Garlic needs loose, well-drained soil to prevent rot and mold. Adequate sulfur, as shown on a soil test and supplemented with mineral as needed, will give more pungent, better-storing garlic. Rich soil and adequate irrigation will produce the best yields but garlic will grow in lesser conditions as well. Care in the timing of Nitrogen applications is important. Witches-brooming is believed to be caused by heavy manuring or extended periods of high soil N levels during the short cold days of winter. It is better to add no more than 75 lbs. N at fall planting, and side-dress in late winter/early spring as the days warm up and growth continues.
To calculate the quantity of seed you’ll need to plant an area, you’ll need to calculate the number of linear feet in your space, multiply that by 2 (for a 6″ spacing), and that’s how many cloves you’ll need. There is variation between types as to clove count per pound, but the range is 45-75. So for example, a variety with 60 cloves to the pound will plant 30 linear feet per pound.
Most varieties will grow well on a 6″ spacing in the row, and at least 6″ between rows, depending on cultivation methods. Closer row spacing will require more soil fertility and more hand weeding. When planning your garlic plot keep in mind how you will keep it clean of weeds, and lay out your planting accordingly. Divide your bulbs, poke a hole in your bed deep enough to have the clove well-covered and plant out each individual clove with the root-end down. Smaller cloves can be planted several to a hole and harvested in spring as green garlic.
Garlic is typically ready to harvest between late May and late July, depending on variety, location and growing conditions in a particular season. When lower leaves begin to brown, stop watering to facilitate drying down. Harvest when all but the top several leaves are dry.
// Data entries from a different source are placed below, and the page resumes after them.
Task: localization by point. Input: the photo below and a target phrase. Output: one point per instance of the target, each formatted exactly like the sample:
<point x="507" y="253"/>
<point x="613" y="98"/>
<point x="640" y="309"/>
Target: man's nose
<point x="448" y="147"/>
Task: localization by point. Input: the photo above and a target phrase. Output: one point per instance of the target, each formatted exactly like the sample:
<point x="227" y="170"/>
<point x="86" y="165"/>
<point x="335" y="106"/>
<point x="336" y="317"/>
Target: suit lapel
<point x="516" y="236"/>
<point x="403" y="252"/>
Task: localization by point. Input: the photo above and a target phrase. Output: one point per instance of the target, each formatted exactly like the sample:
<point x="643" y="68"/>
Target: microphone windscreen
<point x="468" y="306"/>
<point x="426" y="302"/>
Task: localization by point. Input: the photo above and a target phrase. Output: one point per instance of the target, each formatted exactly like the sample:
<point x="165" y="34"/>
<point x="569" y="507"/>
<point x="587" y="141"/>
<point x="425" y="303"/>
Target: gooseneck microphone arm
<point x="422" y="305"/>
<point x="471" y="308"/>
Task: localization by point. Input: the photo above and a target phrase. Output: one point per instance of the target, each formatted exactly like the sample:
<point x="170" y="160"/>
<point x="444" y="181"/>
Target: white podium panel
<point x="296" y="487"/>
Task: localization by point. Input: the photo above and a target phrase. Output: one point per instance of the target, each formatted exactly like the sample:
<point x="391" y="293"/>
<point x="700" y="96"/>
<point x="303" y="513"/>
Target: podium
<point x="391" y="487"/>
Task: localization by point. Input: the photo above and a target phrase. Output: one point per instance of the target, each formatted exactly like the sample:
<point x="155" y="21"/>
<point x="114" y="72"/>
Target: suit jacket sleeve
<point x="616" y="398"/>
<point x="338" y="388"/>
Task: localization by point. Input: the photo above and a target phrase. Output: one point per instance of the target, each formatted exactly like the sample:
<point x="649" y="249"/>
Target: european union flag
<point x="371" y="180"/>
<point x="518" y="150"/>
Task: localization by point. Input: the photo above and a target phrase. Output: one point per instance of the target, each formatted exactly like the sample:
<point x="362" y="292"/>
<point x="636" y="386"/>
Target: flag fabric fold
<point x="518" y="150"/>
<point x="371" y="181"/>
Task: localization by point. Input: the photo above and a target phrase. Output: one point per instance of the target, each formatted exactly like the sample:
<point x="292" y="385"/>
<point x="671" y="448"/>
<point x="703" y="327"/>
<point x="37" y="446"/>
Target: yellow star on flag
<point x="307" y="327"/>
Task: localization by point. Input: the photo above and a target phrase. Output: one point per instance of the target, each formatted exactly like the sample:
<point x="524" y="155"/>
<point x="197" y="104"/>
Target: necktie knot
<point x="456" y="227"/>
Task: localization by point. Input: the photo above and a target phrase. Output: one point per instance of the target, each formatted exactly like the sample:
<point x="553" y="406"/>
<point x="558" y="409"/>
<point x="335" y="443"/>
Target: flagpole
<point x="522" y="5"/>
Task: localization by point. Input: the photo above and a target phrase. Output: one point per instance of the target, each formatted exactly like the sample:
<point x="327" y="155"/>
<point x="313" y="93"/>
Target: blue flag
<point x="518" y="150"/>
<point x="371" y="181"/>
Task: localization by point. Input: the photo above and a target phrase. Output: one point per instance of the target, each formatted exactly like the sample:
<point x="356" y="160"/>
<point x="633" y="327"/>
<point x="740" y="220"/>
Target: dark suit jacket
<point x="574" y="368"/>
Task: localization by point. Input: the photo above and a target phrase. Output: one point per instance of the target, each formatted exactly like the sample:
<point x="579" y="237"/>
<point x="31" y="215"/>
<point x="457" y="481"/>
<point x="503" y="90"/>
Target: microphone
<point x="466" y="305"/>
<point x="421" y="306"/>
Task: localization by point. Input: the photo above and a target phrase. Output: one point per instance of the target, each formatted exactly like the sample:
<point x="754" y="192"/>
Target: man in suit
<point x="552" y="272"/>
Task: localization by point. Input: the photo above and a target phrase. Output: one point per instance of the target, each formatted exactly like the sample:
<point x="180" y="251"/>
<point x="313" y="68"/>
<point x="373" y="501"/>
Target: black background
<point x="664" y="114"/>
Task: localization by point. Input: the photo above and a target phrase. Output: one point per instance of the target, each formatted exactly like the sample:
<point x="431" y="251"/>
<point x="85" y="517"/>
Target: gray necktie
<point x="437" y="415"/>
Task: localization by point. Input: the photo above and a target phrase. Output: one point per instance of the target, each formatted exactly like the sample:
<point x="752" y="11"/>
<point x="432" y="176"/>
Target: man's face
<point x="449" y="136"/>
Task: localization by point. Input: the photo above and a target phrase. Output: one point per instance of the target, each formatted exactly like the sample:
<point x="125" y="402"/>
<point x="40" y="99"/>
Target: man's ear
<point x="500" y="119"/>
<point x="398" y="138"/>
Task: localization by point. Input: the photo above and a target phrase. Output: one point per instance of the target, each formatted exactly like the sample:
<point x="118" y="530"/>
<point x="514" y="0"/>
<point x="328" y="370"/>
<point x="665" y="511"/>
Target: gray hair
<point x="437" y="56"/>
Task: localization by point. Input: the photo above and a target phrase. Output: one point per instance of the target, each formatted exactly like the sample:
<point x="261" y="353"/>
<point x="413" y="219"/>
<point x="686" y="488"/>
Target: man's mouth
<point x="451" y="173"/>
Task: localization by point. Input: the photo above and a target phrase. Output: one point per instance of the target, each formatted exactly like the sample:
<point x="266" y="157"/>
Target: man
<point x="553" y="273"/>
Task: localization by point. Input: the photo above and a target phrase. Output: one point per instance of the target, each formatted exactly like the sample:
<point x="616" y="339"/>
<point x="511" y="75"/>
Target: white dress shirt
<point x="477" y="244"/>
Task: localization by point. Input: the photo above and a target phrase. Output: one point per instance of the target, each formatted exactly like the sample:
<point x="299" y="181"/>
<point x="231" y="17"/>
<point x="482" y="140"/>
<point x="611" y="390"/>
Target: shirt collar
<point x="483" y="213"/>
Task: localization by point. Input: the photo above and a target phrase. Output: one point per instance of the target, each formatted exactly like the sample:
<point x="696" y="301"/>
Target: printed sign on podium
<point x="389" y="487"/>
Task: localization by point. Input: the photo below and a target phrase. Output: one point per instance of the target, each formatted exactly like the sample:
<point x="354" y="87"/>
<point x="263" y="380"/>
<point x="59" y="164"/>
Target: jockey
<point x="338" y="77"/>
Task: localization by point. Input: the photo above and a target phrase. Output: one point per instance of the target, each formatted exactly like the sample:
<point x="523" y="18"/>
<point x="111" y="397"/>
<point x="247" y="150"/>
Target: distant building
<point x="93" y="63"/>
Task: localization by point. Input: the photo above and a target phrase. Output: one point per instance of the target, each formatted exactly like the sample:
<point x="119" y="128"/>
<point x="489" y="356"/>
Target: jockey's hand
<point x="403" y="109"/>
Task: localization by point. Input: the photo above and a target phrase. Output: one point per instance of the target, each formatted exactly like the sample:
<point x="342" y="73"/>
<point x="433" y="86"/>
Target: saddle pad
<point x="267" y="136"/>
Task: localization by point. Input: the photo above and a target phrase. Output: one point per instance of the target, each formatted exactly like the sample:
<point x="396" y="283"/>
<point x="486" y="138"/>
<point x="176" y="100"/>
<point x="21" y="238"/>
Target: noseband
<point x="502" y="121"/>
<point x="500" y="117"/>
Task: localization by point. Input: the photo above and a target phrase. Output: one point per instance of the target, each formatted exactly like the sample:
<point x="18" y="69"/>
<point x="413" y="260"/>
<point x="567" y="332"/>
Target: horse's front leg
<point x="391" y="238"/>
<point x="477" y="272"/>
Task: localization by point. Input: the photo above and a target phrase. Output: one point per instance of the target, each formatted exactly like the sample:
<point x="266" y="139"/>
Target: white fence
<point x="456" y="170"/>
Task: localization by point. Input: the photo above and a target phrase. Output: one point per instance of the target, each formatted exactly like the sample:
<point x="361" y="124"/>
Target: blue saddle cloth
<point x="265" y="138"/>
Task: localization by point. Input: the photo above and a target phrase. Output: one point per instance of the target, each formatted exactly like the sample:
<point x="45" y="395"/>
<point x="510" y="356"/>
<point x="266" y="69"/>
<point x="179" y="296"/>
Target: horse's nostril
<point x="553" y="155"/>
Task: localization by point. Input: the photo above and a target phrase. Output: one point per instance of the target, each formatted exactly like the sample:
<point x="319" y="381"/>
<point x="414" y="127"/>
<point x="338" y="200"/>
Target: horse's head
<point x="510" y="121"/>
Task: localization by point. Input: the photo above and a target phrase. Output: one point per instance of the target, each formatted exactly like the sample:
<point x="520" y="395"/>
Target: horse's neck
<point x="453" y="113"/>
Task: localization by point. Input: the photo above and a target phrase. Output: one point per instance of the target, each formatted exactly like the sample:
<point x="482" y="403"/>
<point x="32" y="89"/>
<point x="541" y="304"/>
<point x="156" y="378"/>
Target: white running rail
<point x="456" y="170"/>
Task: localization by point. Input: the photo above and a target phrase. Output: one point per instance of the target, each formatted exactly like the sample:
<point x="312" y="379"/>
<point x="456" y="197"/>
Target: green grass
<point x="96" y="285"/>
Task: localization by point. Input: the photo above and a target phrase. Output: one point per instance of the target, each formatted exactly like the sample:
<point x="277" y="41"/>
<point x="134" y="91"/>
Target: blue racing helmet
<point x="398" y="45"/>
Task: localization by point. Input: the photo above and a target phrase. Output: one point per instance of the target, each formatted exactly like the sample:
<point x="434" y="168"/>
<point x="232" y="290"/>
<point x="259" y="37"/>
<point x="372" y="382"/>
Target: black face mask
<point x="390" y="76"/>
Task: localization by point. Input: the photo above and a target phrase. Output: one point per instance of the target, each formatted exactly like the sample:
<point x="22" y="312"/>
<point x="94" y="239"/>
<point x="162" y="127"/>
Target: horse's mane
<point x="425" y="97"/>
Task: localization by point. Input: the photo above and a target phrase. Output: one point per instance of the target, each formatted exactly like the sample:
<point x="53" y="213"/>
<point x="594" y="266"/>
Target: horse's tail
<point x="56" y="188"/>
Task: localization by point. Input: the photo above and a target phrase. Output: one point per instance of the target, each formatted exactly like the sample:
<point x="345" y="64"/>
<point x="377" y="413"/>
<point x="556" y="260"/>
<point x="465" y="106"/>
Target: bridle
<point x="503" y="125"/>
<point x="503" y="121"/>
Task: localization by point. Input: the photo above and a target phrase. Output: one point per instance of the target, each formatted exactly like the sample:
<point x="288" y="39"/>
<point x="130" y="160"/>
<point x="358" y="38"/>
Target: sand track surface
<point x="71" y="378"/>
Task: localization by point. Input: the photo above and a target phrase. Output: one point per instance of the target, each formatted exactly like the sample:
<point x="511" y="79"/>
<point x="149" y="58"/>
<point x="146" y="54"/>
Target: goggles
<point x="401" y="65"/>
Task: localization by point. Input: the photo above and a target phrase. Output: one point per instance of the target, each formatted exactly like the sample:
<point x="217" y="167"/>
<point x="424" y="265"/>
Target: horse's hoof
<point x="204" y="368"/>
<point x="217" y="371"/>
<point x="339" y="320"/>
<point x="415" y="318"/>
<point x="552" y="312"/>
Dig with a spade, fork or root lifter, shake excess dirt clumps off and hang in bundles, or stand in shocks or spread out on a screen in a shaded space until dry. Tops can be trimmed at harvest to 4”, especially on larger soft-stem bulbs, to facilitate internal drying. If possible, roots can be trimmed at the same time. Research is showing that the faster bulbs dry, the lower the incidence of bulb mites, molds and diseases damaging the crop in storage, so managing air flow and low humidity conditions with fans or dehumidifiers may improve quality. Open up a bulb to be sure that the inner wrappers are dry, then straight-cut tops to 1” and roots to 1/2″ and store in mesh bags, baskets or shallow racks. Store in a cool, dry location, such as a barn, garage or back room. Garlic prefers to have a stable temperature and humidity as fluctuation will produce condensation and cause rot or sprouting. Ideally, the combination of temperature plus humidity should equal 100, ie. 60 degrees at 40% humidity. Garlic can also be stored in the refrigerator but will sprout quickly when removed to room temperature.